Don’t impose standards and be wary of harm-claim thresholds, Cisco advised. “Transmitters and receivers that operate in licensed as well as unlicensed bands have become far more sophisticated as manufacturing has evolved to meet 21st century needs,” Cisco said: “While some manufacturers may have once favored 'wide-open' receivers to increase sensitivity to locate low-power signals, the increased number and power of devices operating in the same or adjacent frequency bands has pushed the industry to design resilient equipment that rejects unwanted signals.”
The American Radio Relay League said receiver standards wouldn’t be appropriate for amateurs. “Unlike the commercial services, in the Amateur Service many of the amateur bands are used in a relatively free-form manner without channelization and with signals of different bandwidths, modulation types, and signal strengths adjacent to each other simultaneously in an ever-changing ad hoc arrangement,” ARRL said: “Coexisting with different and unexpected signals, as well as widely varying and continually changing signal propagation in bands such as those at high frequencies (HF) are a continual part of operations and experimentation.” The GPS Innovation Alliance said the FCC should take into account differences in services and “not inadvertently jeopardize services like GPS, “the characteristics of which are different from communications-centric services that the Commission has historically regulated.”

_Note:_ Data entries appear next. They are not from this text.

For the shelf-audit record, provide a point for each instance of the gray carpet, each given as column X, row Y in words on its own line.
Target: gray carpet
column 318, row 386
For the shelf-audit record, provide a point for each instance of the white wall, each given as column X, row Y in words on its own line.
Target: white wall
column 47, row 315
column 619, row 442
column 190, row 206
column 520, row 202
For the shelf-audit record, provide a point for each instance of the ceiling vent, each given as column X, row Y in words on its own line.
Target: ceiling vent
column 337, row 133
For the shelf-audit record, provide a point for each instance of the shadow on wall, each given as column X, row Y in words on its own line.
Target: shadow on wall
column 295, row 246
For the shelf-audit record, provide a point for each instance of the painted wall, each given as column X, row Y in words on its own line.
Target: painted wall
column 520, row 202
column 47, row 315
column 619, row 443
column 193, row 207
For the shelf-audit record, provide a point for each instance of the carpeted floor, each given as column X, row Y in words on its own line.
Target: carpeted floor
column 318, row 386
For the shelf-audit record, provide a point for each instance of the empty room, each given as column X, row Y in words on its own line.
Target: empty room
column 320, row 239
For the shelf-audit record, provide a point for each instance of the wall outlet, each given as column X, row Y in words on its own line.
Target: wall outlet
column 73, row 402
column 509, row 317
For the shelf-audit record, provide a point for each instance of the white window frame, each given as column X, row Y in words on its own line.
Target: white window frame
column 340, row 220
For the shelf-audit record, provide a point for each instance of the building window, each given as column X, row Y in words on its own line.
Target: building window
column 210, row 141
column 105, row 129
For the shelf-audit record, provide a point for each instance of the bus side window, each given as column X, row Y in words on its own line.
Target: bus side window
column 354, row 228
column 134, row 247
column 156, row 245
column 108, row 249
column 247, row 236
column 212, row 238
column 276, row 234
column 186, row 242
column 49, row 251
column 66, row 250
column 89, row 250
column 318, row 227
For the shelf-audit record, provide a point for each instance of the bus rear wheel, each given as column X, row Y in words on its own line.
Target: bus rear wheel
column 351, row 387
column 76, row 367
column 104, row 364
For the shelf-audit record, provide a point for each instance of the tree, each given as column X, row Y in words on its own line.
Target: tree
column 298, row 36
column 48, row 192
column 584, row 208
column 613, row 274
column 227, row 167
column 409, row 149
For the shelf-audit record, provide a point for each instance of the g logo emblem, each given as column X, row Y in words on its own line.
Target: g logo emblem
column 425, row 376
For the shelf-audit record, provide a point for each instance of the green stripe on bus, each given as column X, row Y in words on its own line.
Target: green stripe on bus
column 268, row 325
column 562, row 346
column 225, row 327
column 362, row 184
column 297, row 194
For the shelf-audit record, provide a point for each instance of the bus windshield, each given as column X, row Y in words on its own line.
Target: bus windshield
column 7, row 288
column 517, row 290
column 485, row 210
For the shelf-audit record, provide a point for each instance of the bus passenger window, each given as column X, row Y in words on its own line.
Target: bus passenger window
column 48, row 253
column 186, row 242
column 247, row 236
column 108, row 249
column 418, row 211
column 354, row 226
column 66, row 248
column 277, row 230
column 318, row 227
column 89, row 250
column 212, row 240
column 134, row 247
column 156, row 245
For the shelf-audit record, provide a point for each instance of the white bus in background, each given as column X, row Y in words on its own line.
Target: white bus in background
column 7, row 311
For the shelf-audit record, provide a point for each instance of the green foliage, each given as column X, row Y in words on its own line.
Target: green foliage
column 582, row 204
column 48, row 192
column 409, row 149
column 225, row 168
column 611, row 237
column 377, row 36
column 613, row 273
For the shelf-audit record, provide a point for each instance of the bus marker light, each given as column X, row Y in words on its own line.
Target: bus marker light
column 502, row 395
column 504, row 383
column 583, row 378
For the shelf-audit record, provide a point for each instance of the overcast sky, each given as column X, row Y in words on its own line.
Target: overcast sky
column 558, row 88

Public Knowledge and the Open Technology Institute at New America urged the FCC to craft a standard receiver framework. “The Commission should state in any NPRM proposing a new spectrum access regime that it assumes certain basic characteristics of any receiver potentially impacted by the Commission’s decision. Licensees (or other relevant stakeholders) may then make the decision as to whether they wish to continue to offer ‘substandard’ receivers or only receivers that meet or exceed the standards defined by the Commission,” the groups said. Offer “no protection for devices that listen out of band,” they advised. The groups also said the FCC has authority to act: “The Commission’s definition of the spectrum environment is what it is, and licensees must simply accept it as they accept the impacts of geography or solar flares and design their systems accordingly.”